I want the show managed to draw these decisions while also creating an atmosphere that matched the dread of its atmosphere. Director Mike Cahill set a different style in the pilot, filled with camera work and natural light . There’s craft here, but sometimes the design feels overly Friday Night Lights as it should be more Authentic Detective. More joyful moments, the realistic are the best aspect of this show. There are a few more of those this season.

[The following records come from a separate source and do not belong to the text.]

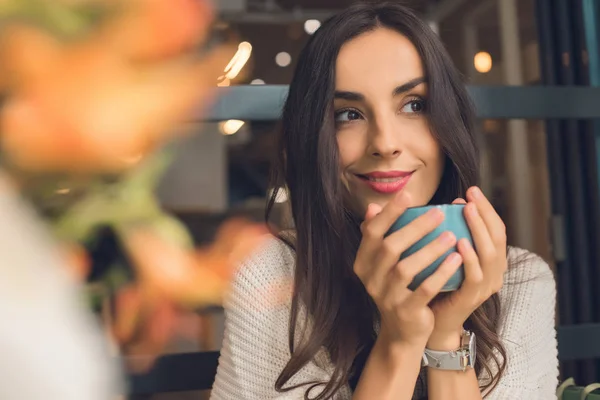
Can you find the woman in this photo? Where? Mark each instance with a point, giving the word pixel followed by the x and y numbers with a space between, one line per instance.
pixel 377 120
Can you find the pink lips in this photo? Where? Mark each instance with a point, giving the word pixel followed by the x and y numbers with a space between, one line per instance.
pixel 386 182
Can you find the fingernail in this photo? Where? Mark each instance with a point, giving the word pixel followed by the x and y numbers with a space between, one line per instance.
pixel 399 198
pixel 472 209
pixel 447 237
pixel 436 214
pixel 476 193
pixel 454 257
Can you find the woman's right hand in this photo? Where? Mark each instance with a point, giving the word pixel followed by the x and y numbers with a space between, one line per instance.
pixel 405 315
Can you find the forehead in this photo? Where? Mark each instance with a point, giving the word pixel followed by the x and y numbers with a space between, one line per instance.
pixel 380 58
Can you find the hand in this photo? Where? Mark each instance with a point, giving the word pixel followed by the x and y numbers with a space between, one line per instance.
pixel 484 271
pixel 405 315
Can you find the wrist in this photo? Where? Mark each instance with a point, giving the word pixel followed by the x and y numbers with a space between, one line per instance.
pixel 396 352
pixel 445 341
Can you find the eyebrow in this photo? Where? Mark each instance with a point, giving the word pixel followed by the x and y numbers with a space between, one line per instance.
pixel 405 87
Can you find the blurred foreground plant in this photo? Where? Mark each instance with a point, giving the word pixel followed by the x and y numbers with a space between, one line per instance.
pixel 90 94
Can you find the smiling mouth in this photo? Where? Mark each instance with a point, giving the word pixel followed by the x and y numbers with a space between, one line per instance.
pixel 385 184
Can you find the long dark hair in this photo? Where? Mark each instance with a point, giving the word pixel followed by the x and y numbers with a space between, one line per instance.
pixel 327 294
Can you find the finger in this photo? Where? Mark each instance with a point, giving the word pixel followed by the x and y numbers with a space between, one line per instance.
pixel 432 286
pixel 372 210
pixel 484 244
pixel 377 226
pixel 403 238
pixel 492 220
pixel 412 265
pixel 473 272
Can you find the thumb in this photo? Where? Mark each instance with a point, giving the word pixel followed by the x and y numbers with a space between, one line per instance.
pixel 372 210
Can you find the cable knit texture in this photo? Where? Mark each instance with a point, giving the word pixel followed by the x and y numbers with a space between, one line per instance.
pixel 257 310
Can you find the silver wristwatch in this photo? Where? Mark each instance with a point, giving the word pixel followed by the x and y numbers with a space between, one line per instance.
pixel 458 360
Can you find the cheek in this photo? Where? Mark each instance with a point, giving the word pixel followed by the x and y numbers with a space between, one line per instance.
pixel 350 149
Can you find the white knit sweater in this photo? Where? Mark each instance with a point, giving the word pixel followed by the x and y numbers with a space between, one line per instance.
pixel 257 309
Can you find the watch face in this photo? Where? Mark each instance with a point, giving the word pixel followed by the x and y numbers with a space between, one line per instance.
pixel 472 349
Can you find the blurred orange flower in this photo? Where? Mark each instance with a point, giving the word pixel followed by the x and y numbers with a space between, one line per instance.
pixel 87 106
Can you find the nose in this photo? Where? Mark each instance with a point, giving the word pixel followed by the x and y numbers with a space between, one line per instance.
pixel 384 140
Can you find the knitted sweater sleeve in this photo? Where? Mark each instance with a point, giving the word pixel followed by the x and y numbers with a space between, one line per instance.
pixel 255 345
pixel 528 330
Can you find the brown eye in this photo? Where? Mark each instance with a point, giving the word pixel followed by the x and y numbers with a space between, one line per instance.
pixel 347 116
pixel 414 106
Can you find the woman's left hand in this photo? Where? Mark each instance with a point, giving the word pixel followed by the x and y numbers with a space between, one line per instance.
pixel 484 271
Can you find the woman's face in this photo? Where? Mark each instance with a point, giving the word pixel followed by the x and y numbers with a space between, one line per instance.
pixel 383 135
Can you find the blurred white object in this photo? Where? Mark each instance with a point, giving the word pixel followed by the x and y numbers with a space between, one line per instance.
pixel 50 347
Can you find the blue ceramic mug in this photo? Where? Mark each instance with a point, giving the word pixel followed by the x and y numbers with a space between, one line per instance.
pixel 454 222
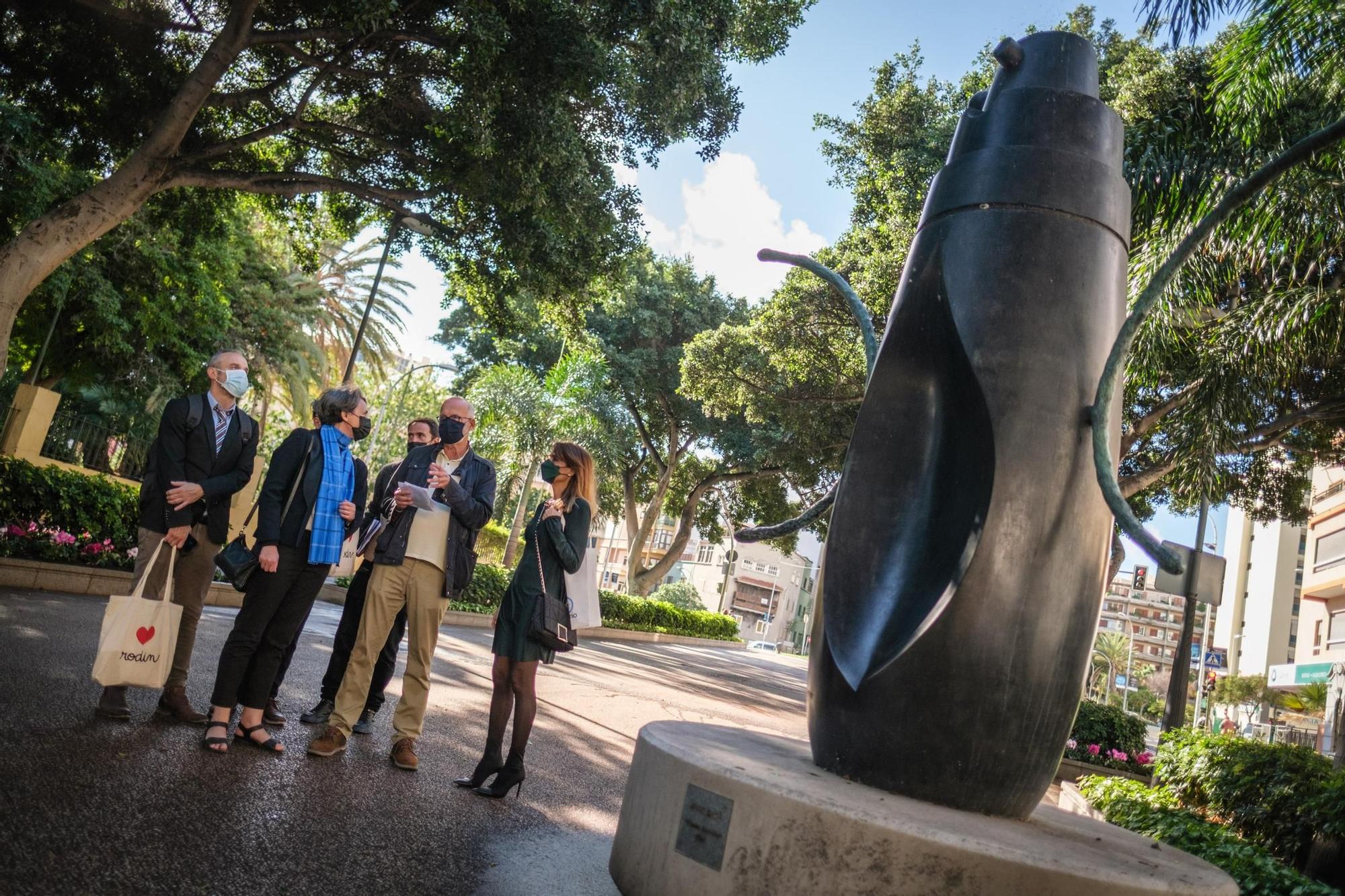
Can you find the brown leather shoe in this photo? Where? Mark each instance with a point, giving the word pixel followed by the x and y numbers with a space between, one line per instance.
pixel 329 743
pixel 174 704
pixel 112 704
pixel 404 754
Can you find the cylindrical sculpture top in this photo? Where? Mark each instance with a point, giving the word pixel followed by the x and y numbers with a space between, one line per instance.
pixel 968 545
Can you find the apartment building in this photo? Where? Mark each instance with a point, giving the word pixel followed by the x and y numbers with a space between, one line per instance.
pixel 1260 615
pixel 1152 619
pixel 1323 618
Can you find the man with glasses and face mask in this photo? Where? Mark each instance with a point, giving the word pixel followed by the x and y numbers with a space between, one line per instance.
pixel 204 454
pixel 423 431
pixel 445 495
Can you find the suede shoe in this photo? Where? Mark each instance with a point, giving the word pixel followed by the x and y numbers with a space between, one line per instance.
pixel 404 754
pixel 367 723
pixel 272 715
pixel 319 715
pixel 174 704
pixel 112 704
pixel 329 743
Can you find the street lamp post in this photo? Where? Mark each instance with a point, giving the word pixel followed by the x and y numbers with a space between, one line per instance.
pixel 411 222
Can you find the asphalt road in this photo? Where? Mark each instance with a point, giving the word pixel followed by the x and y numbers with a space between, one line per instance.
pixel 93 806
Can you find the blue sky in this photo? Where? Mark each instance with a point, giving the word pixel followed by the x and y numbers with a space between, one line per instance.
pixel 770 185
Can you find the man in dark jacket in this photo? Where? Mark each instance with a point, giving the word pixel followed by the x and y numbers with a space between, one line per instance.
pixel 426 559
pixel 204 455
pixel 422 431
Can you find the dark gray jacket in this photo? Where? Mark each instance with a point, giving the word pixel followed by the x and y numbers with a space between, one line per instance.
pixel 470 497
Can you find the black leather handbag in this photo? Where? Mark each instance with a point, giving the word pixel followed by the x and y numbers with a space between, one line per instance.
pixel 237 560
pixel 551 624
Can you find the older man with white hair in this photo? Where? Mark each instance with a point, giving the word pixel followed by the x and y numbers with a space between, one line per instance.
pixel 204 454
pixel 445 498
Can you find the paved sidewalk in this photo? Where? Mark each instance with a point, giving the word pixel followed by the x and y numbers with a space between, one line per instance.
pixel 104 807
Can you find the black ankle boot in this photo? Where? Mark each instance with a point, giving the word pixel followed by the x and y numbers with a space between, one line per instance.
pixel 492 763
pixel 510 776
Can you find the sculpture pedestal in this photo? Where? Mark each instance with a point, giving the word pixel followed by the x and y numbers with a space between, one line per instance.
pixel 712 810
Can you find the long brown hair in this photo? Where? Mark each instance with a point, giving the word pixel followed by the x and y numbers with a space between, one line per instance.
pixel 583 482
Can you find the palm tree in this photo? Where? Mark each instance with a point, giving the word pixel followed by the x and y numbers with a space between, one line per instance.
pixel 523 415
pixel 342 286
pixel 1114 649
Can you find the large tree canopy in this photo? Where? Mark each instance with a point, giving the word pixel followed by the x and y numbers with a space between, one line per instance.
pixel 498 120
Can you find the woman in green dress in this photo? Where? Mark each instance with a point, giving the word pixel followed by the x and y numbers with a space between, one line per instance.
pixel 553 544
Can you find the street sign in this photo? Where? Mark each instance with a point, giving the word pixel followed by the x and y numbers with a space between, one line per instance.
pixel 1293 676
pixel 1210 585
pixel 1215 657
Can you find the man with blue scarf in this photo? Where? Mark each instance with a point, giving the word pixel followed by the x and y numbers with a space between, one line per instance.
pixel 424 559
pixel 311 501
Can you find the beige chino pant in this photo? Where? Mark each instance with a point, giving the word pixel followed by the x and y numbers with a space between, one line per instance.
pixel 419 585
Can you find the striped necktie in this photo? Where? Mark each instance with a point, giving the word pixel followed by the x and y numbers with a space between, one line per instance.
pixel 221 427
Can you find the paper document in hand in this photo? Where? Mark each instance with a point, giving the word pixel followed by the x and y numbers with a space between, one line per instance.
pixel 422 497
pixel 371 534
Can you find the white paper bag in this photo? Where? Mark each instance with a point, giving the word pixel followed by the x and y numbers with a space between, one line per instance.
pixel 139 635
pixel 582 588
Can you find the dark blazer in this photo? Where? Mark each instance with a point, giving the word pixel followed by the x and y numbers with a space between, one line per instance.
pixel 280 479
pixel 470 497
pixel 182 455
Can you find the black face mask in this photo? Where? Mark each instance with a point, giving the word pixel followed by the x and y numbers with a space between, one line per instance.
pixel 451 431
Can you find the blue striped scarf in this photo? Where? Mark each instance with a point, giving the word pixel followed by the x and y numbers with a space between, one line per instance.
pixel 338 486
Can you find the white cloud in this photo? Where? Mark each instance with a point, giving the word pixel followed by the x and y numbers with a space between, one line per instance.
pixel 730 216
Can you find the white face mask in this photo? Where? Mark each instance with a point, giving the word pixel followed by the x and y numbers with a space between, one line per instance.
pixel 236 382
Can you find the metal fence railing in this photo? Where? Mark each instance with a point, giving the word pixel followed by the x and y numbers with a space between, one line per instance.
pixel 89 444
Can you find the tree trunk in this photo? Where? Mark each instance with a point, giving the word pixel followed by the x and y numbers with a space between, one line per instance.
pixel 520 514
pixel 54 237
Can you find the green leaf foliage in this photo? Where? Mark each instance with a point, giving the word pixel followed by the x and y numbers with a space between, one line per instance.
pixel 1108 727
pixel 641 614
pixel 1155 811
pixel 71 502
pixel 1268 792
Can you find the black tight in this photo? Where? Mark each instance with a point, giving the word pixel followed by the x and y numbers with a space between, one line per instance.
pixel 513 690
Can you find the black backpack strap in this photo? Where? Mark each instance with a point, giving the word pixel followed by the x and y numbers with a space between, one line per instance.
pixel 196 411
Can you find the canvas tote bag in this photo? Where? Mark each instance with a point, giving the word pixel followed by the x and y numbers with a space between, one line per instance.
pixel 139 635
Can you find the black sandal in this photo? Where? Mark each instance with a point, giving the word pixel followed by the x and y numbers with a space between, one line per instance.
pixel 210 743
pixel 271 744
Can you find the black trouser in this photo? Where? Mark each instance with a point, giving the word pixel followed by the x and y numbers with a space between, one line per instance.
pixel 345 642
pixel 275 608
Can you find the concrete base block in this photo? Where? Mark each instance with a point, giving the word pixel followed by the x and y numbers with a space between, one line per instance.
pixel 714 810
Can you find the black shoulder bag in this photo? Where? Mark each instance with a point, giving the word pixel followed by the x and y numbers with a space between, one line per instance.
pixel 237 560
pixel 551 624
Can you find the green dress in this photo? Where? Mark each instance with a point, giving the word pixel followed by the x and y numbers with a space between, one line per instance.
pixel 563 551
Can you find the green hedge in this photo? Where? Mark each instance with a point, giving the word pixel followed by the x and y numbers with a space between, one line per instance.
pixel 1153 811
pixel 59 516
pixel 1109 727
pixel 1277 795
pixel 640 614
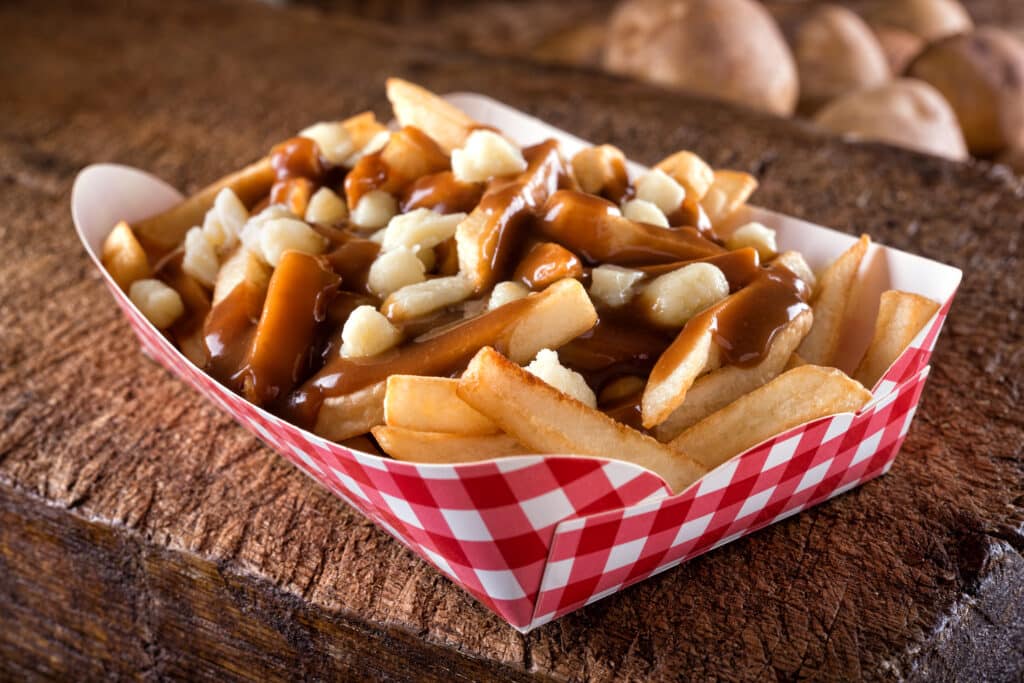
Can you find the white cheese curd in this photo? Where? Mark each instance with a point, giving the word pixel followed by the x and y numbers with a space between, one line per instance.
pixel 332 139
pixel 644 212
pixel 486 155
pixel 366 333
pixel 281 235
pixel 613 285
pixel 326 208
pixel 393 269
pixel 660 189
pixel 161 304
pixel 375 209
pixel 547 367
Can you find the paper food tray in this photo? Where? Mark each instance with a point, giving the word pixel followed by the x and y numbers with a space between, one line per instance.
pixel 537 537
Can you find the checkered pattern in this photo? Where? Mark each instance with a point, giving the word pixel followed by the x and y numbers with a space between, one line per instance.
pixel 538 537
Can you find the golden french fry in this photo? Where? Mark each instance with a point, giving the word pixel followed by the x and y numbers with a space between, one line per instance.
pixel 720 387
pixel 729 191
pixel 166 230
pixel 693 353
pixel 545 420
pixel 901 315
pixel 793 398
pixel 344 417
pixel 591 225
pixel 545 319
pixel 124 257
pixel 431 404
pixel 415 105
pixel 690 171
pixel 441 447
pixel 829 303
pixel 241 266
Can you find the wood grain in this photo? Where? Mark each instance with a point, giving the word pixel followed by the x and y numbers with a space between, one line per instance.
pixel 143 534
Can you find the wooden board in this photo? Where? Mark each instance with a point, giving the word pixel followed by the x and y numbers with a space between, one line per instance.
pixel 143 532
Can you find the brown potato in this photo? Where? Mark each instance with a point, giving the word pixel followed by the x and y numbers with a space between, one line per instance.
pixel 931 19
pixel 900 46
pixel 727 49
pixel 836 53
pixel 905 113
pixel 982 76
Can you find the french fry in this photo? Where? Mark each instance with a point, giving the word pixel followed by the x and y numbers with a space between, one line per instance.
pixel 545 319
pixel 591 225
pixel 165 230
pixel 829 303
pixel 729 191
pixel 545 420
pixel 124 257
pixel 241 266
pixel 690 171
pixel 431 404
pixel 286 326
pixel 901 315
pixel 441 447
pixel 344 417
pixel 415 105
pixel 720 387
pixel 485 237
pixel 793 398
pixel 693 353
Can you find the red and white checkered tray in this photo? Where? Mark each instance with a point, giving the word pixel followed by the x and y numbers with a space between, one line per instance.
pixel 537 537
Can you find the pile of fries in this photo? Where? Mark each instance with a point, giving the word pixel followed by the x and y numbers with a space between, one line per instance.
pixel 439 294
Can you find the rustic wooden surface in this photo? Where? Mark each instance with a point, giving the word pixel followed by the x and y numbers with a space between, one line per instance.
pixel 144 535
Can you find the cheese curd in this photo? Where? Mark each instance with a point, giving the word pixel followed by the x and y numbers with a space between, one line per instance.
pixel 394 269
pixel 161 304
pixel 326 208
pixel 547 368
pixel 332 139
pixel 421 228
pixel 486 155
pixel 368 333
pixel 596 168
pixel 224 220
pixel 253 227
pixel 660 189
pixel 754 235
pixel 375 210
pixel 644 212
pixel 200 258
pixel 426 297
pixel 674 298
pixel 613 285
pixel 505 293
pixel 281 235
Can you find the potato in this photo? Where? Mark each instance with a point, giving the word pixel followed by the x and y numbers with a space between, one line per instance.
pixel 900 46
pixel 727 49
pixel 931 19
pixel 982 76
pixel 905 113
pixel 836 53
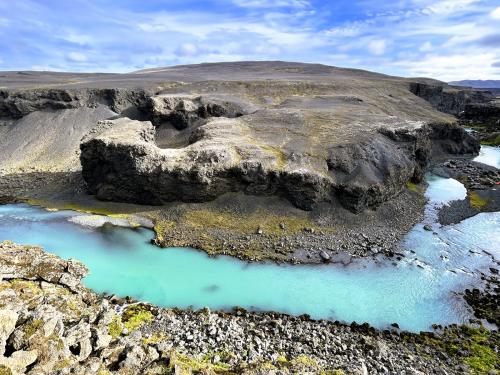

In addition to its own apocalyptic premonitions, The Path also feels relevant in the parallels it creates to Scientology. Yes, the manufacturers have attempted to distance themselves in the contrast. However, between severe punishments including prolonged isolation, therapy sessions that are later used for blackmail, the evasive founder who hid the man he truly was from his followers, and much more, the influence is too much to dismiss.   Do enhancements, timeliness, and parallels to a certain other cult-like organization merit beginning The Path from the very start? No, you can jump ahead to season 3. The show would be more at home on a cable network such as USA or TNT than attempting to wedge its way into the crowded field of prestige streaming. And increasing the incident order from 10 in the first season to 13 doesn’t do it any favors. Yet those people who have kept on The Path are in for fun surprises and wild action.